Reinforcement Causal Structure Learning on Order Graph
This work addresses the problem of causal discovery from limited data for researchers and practitioners in fields like machine learning and statistics, offering an incremental improvement over existing methods by reducing computational intractability.
The paper tackles the challenge of learning directed acyclic graphs (DAGs) for causal structure discovery by proposing RCL-OG, which uses reinforcement learning on an order graph to approximate posterior distributions of DAG orderings, achieving better results than competitive algorithms on synthetic and benchmark datasets.
Learning directed acyclic graph (DAG) that describes the causality of observed data is a very challenging but important task. Due to the limited quantity and quality of observed data, and non-identifiability of causal graph, it is almost impossible to infer a single precise DAG. Some methods approximate the posterior distribution of DAGs to explore the DAG space via Markov chain Monte Carlo (MCMC), but the DAG space is over the nature of super-exponential growth, accurately characterizing the whole distribution over DAGs is very intractable.

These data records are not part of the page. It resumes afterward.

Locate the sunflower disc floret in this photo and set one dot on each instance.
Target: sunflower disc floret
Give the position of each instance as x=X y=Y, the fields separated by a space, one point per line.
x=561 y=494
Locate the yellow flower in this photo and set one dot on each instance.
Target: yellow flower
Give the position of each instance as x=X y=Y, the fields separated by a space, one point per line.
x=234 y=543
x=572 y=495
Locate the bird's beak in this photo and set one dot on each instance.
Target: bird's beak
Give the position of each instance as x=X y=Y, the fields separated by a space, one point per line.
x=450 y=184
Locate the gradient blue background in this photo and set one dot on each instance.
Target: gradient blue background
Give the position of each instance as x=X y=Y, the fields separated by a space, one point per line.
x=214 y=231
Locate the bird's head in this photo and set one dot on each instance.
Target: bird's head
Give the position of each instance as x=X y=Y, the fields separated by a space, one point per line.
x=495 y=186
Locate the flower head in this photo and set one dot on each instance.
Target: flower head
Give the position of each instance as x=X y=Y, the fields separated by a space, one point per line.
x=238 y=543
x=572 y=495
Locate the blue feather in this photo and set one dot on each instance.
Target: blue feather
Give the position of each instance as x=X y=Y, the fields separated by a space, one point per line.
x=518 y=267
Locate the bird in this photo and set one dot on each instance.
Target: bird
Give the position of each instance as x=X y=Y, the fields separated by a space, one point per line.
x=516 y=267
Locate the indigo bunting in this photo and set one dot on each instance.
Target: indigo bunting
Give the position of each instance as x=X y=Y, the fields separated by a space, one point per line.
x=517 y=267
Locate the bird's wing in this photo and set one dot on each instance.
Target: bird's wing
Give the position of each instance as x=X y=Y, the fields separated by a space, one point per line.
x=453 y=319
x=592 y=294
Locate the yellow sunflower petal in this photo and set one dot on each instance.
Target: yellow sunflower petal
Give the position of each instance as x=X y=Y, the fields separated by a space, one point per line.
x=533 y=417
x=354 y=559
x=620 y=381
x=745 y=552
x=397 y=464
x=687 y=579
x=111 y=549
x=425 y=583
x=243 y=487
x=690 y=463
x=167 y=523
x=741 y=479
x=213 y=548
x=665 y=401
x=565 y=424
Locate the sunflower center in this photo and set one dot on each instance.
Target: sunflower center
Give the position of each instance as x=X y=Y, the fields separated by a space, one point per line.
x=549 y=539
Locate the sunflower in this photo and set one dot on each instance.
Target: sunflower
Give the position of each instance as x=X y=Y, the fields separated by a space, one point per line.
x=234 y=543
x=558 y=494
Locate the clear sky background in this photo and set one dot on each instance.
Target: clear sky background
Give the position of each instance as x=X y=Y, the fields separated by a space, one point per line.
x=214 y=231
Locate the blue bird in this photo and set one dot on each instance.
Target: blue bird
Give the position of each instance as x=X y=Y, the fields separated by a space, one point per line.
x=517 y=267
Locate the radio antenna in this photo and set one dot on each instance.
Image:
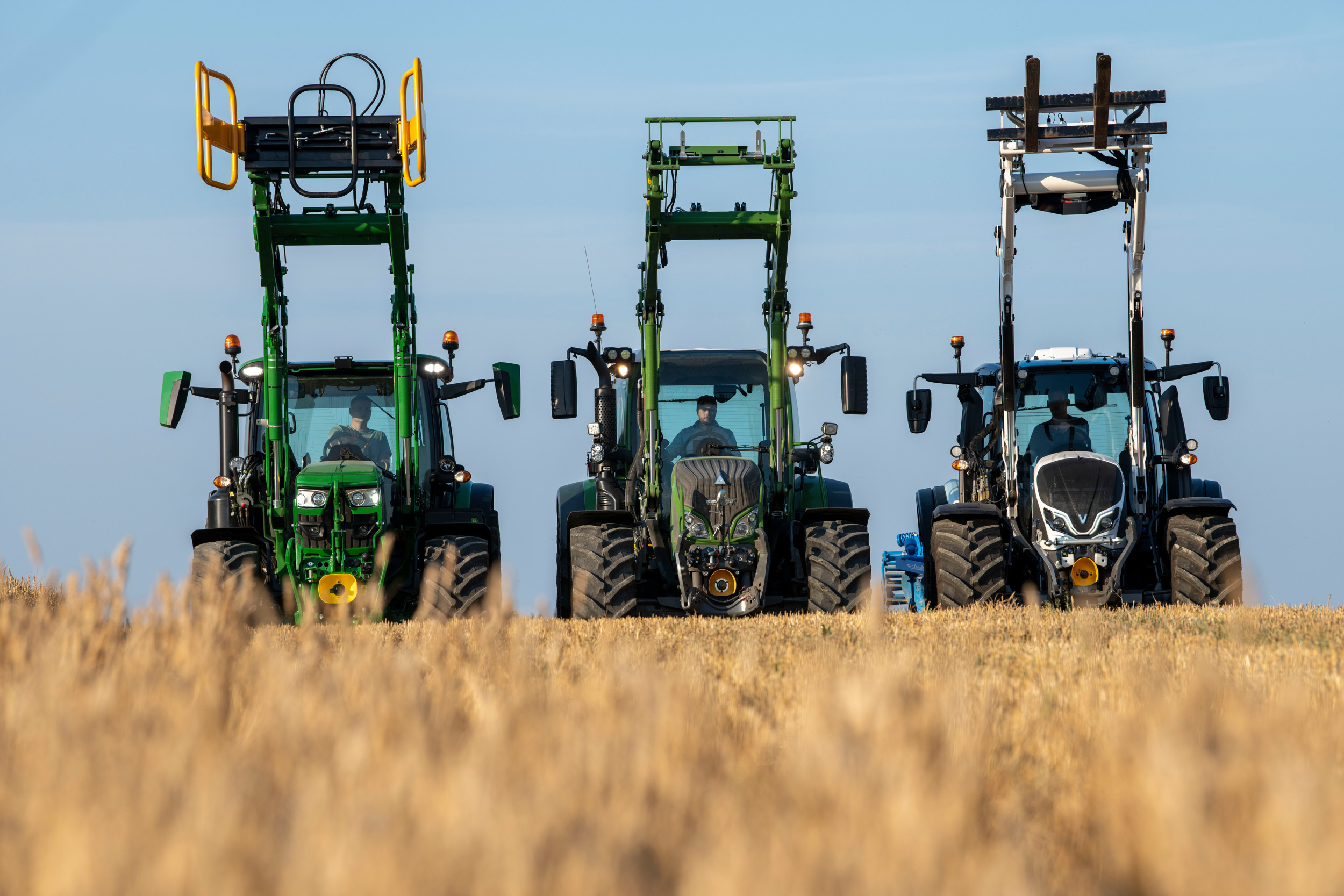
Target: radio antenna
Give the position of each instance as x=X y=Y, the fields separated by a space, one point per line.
x=590 y=278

In this paper, we propose {Reinforcement Causal Structure Learning on Order Graph} (RCL-OG) that uses order graph instead of MCMC to model different DAG topological orderings and to reduce the problem size. RCL-OG first defines reinforcement learning with a new reward mechanism to approximate the posterior distribution of orderings in an efficacy way, and uses deep Q-learning to update and transfer rewards between nodes. Next, it obtains the probability transition model of nodes on order graph, and computes the posterior probability of different orderings. In this way, we can sample on this model to obtain the ordering with high probability. Experiments on synthetic and benchmark datasets show that RCL-OG provides accurate posterior probability approximation and achieves better results than competitive causal discovery algorithms.